When you're fired solely because you are gay, you don't feel victimized. You are victimized.
When your right to marry your partner is recognized by a state's supreme court and then the citizens of that state vote to remove that human and civil right from you with the malicious and active assistance of churches, you're victimized in reality, not just in your "feelings."
When we reduce the real victimization of a demeaned group of human beings to feelings and perceptions, we let ourselves off the hook, morally speaking. Talking about how others feel victimized--rather than about how they are vicitimized--permits us to tsk-tsk and wring our hands about the hurt feelings of those poor others. This rhetoric also allows us to ignore the ways in which we can actually do something to assist those who are experiencing actual pain and actual oppression.
When a leader of a nation committed to democratic ideals engages in such rhetoric, he or she disguises the significant way in which, qua leader, he or she can do something powerful and effective to lift the oppression of a group of fellow human beings and fellow citizens experiencing unjust oppression.
▪ And as a Christian, I'm constantly wrestling with my faith and my solicitude and regard and concern for gays and lesbians.
In commenting on this statement, Dan Gilgoy thinks that the president wanted to set his faith and what the churches say about gay people over against his solicitude and regard for gay persons. If this is a correct interpretation, then Mr. Obama is implying that the churches require believers to oppose gay people and gay rights, while empathy tugs believers in the opposite direction, towards solidarity with gays and lesbians in their oppression.
This statement distorts the stance of many churches, including the president's own United Church of Christ, regarding homosexuality. There is hardly uniform condemnation of gay people throughout all churches and other communities of faith.
Many churches and faith communities have taken prophetic stances against homophobia. Prophetic groups within other churches and other faith communities whose stance is generally anti-gay resist their communities' homophobia and call for an end to discrimination.
It is also very unclear why the issue of homosexuality represents a unique exception in the thinking of President Obama. Regarding the many other issues with which he is now grappling--for example, the healthcare issue--there is a variety of viewpoints within various faith communities today, and the president does not appear to think he is compelled to respond to or incorporate all those church-specific viewpoints about these issues as he makes policy decisions.
It's only with regard to the issue of homosexuality that Mr. Obama appears to be struggling with the teachings of his and other churches. It's only in this area that he seems to have religious qualms that dictate what he thinks and does as a political leader.

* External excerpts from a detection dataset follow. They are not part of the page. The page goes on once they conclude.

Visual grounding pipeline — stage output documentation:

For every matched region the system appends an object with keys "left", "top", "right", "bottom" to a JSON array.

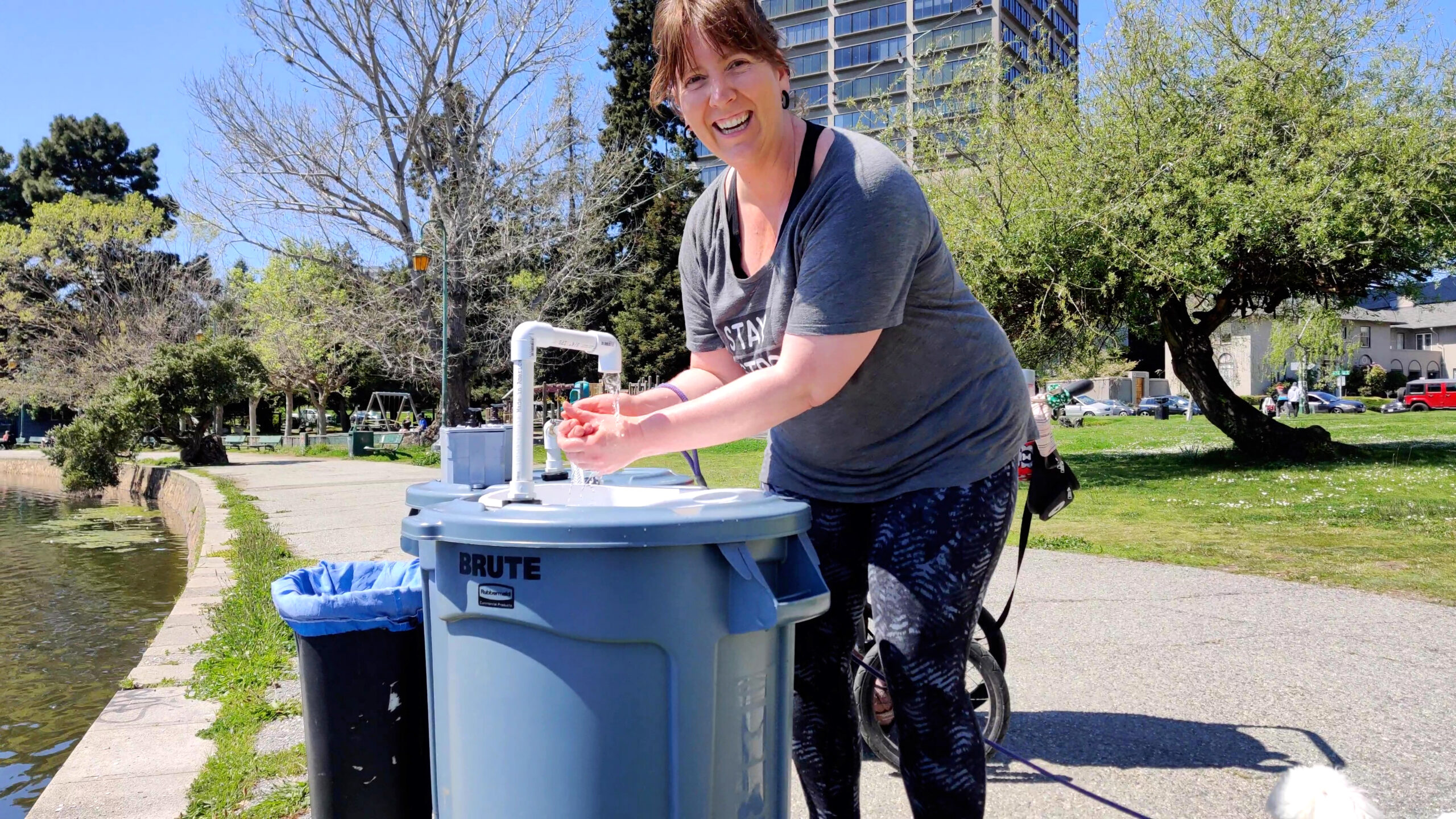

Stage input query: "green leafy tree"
[
  {"left": 600, "top": 0, "right": 702, "bottom": 379},
  {"left": 0, "top": 114, "right": 177, "bottom": 228},
  {"left": 47, "top": 338, "right": 262, "bottom": 490},
  {"left": 242, "top": 245, "right": 369, "bottom": 435},
  {"left": 907, "top": 0, "right": 1456, "bottom": 458}
]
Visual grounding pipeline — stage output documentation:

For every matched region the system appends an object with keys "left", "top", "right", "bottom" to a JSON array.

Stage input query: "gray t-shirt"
[{"left": 679, "top": 128, "right": 1031, "bottom": 503}]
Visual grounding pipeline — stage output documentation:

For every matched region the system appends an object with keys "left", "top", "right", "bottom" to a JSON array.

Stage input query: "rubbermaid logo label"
[{"left": 475, "top": 583, "right": 515, "bottom": 609}]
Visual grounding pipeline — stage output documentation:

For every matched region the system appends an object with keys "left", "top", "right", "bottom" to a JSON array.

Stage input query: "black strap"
[
  {"left": 996, "top": 503, "right": 1031, "bottom": 628},
  {"left": 726, "top": 122, "right": 824, "bottom": 278}
]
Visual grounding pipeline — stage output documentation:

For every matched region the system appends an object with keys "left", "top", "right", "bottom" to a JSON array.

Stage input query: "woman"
[{"left": 550, "top": 0, "right": 1031, "bottom": 819}]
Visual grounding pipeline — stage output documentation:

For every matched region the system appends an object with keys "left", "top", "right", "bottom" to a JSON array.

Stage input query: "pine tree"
[{"left": 600, "top": 0, "right": 702, "bottom": 379}]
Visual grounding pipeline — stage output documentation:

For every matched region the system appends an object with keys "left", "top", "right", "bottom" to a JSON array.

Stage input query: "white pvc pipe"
[{"left": 510, "top": 322, "right": 622, "bottom": 503}]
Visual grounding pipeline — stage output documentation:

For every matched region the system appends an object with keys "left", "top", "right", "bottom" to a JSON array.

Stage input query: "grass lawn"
[{"left": 639, "top": 412, "right": 1456, "bottom": 603}]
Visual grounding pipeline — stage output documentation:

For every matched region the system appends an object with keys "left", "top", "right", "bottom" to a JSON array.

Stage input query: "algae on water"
[{"left": 31, "top": 506, "right": 163, "bottom": 552}]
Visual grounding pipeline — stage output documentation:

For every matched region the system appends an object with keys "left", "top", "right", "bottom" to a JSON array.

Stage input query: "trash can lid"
[
  {"left": 405, "top": 466, "right": 693, "bottom": 508},
  {"left": 402, "top": 484, "right": 809, "bottom": 548}
]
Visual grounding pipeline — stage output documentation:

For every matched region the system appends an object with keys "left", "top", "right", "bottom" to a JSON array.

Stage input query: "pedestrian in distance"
[{"left": 557, "top": 0, "right": 1035, "bottom": 819}]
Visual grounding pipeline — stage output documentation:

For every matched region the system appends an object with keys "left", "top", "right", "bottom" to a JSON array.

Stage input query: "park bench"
[
  {"left": 364, "top": 433, "right": 405, "bottom": 452},
  {"left": 245, "top": 436, "right": 283, "bottom": 452}
]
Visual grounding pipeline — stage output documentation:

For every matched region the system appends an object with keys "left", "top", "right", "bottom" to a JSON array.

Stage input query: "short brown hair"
[{"left": 652, "top": 0, "right": 789, "bottom": 105}]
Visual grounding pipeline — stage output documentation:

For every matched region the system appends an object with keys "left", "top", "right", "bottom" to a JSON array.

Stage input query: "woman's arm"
[{"left": 561, "top": 329, "right": 881, "bottom": 472}]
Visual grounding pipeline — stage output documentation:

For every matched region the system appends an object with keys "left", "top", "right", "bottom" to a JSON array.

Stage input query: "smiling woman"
[{"left": 557, "top": 0, "right": 1031, "bottom": 819}]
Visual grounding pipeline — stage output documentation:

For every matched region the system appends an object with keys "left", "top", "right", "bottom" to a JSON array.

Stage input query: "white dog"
[{"left": 1264, "top": 765, "right": 1381, "bottom": 819}]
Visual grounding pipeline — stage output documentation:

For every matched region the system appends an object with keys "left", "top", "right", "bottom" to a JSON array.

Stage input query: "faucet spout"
[{"left": 510, "top": 322, "right": 622, "bottom": 503}]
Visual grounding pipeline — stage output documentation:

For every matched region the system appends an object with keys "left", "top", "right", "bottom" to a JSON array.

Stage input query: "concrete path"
[
  {"left": 208, "top": 453, "right": 440, "bottom": 560},
  {"left": 208, "top": 454, "right": 1456, "bottom": 819},
  {"left": 29, "top": 472, "right": 231, "bottom": 819}
]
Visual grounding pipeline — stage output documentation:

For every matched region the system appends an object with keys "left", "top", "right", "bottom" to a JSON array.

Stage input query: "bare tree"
[{"left": 189, "top": 0, "right": 643, "bottom": 420}]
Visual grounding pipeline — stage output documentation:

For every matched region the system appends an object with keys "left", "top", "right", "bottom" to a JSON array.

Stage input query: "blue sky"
[{"left": 0, "top": 0, "right": 1456, "bottom": 264}]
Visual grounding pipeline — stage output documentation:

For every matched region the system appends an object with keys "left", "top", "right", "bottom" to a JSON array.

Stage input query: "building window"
[
  {"left": 789, "top": 83, "right": 829, "bottom": 108},
  {"left": 1002, "top": 0, "right": 1041, "bottom": 36},
  {"left": 834, "top": 106, "right": 899, "bottom": 131},
  {"left": 915, "top": 19, "right": 991, "bottom": 55},
  {"left": 697, "top": 165, "right": 728, "bottom": 185},
  {"left": 834, "top": 36, "right": 905, "bottom": 68},
  {"left": 763, "top": 0, "right": 829, "bottom": 18},
  {"left": 779, "top": 20, "right": 829, "bottom": 48},
  {"left": 789, "top": 51, "right": 829, "bottom": 77},
  {"left": 834, "top": 3, "right": 905, "bottom": 36},
  {"left": 915, "top": 0, "right": 987, "bottom": 20},
  {"left": 1002, "top": 26, "right": 1031, "bottom": 61},
  {"left": 834, "top": 70, "right": 905, "bottom": 99},
  {"left": 915, "top": 57, "right": 980, "bottom": 86}
]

Why, I wonder? What's unique, morally speaking, about the "problem" of treating gay human beings as human beings, deserving of the same rights and compassion other human beings enjoy? And if the president's mind, heart, and soul are conflicted regarding the morality of gay lives, then why his statements about his fierce advocacy for gay rights and the moral imperative to achieve equality for gay citizens?

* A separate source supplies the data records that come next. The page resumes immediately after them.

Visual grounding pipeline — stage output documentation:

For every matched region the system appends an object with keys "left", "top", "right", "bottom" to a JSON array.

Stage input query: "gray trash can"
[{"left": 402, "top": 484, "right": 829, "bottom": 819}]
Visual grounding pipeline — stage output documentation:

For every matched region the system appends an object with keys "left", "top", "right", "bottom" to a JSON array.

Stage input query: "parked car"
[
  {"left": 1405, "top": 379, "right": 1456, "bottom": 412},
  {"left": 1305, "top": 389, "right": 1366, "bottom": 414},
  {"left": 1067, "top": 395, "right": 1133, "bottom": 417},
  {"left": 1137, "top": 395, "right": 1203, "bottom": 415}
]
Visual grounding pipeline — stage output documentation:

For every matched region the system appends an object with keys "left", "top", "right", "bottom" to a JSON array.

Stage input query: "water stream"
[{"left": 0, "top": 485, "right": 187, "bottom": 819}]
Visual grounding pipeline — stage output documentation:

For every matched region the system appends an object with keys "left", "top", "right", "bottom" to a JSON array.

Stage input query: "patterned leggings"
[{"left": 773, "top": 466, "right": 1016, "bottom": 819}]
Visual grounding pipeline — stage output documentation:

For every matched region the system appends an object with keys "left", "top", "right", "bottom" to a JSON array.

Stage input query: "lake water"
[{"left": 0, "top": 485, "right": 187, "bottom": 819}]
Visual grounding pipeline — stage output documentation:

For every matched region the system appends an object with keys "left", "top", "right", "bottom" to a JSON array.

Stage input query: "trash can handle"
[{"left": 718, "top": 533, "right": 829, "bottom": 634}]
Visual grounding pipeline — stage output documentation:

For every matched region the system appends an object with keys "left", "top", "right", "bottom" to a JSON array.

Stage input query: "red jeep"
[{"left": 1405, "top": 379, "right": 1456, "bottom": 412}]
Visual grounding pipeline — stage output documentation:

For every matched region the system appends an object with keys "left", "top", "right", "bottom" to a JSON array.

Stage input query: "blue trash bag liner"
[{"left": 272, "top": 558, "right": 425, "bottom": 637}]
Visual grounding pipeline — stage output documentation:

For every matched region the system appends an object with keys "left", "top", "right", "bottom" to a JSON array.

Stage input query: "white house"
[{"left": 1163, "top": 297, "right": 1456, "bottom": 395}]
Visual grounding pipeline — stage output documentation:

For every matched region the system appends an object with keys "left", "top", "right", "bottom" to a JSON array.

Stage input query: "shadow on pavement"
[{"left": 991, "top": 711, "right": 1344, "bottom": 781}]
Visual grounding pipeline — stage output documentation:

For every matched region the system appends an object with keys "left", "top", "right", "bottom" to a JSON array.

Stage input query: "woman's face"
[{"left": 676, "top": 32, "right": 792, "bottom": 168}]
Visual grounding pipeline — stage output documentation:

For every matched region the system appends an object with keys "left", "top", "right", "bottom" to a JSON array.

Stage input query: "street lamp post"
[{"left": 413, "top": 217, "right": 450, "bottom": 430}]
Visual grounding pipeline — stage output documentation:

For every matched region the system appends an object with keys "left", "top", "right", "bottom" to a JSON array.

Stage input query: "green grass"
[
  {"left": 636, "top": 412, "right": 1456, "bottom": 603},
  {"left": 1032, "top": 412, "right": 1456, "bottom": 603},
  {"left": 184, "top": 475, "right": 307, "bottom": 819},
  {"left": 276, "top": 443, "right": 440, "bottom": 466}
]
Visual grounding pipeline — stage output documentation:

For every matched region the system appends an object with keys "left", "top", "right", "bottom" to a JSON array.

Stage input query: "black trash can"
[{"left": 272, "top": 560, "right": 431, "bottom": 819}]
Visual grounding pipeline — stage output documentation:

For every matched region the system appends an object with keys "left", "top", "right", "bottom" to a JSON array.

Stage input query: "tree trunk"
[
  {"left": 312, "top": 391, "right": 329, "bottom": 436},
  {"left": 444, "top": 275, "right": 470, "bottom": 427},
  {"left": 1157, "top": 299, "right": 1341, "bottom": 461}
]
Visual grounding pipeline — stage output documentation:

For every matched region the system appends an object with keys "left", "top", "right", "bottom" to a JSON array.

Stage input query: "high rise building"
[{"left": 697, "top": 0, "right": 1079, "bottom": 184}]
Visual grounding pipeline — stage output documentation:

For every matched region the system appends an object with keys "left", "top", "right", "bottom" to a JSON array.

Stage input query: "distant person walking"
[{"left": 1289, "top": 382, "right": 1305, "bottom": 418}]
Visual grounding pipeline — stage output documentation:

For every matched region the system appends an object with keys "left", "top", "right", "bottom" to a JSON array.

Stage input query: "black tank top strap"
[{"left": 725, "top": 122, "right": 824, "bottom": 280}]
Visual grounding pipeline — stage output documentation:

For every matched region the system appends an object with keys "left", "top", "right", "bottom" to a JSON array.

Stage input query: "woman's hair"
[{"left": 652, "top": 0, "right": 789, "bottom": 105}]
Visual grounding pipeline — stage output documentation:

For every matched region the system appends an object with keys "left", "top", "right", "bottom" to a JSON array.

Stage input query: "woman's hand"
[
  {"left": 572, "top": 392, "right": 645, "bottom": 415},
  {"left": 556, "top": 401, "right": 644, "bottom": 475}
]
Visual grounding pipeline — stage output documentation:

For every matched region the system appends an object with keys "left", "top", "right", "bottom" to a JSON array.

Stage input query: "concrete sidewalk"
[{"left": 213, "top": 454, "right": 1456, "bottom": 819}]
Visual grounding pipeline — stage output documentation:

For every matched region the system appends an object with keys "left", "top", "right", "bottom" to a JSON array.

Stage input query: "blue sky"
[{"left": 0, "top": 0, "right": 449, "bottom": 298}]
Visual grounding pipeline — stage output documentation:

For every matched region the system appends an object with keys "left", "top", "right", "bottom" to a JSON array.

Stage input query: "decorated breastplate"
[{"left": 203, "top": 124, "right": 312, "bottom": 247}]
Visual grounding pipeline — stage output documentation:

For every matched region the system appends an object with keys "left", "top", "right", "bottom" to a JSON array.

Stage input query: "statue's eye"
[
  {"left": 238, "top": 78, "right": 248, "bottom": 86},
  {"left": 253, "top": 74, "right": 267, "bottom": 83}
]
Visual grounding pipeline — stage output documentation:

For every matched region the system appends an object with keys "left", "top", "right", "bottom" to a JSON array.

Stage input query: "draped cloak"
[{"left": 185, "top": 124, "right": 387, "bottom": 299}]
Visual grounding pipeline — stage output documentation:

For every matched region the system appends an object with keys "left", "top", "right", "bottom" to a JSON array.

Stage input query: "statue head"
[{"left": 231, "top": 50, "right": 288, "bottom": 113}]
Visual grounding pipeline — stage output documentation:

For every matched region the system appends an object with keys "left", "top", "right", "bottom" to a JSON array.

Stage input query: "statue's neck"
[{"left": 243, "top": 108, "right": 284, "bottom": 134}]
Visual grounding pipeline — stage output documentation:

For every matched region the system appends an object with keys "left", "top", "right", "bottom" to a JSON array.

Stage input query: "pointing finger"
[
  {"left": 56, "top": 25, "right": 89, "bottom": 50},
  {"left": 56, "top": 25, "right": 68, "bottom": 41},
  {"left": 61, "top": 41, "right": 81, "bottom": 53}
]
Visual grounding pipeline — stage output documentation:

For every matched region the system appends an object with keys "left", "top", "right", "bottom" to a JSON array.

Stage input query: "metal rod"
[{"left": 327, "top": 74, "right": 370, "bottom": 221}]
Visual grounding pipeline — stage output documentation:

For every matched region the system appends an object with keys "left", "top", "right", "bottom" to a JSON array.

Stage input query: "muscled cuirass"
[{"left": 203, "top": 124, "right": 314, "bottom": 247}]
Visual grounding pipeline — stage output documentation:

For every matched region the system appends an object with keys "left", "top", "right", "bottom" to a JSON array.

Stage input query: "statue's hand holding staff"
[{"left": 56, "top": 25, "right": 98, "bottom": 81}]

What has changed since Mr. Obama's election to introduce such religious wrestling where his faith convictions previously led him to recognize the legitimate demands of gay citizens for an end to oppression? And why, in this area alone, should Americans who recognize that equality is a moral imperative because democratic societies are founded on that imperative bow to the will of some church folks regarding gay lives and gay issues?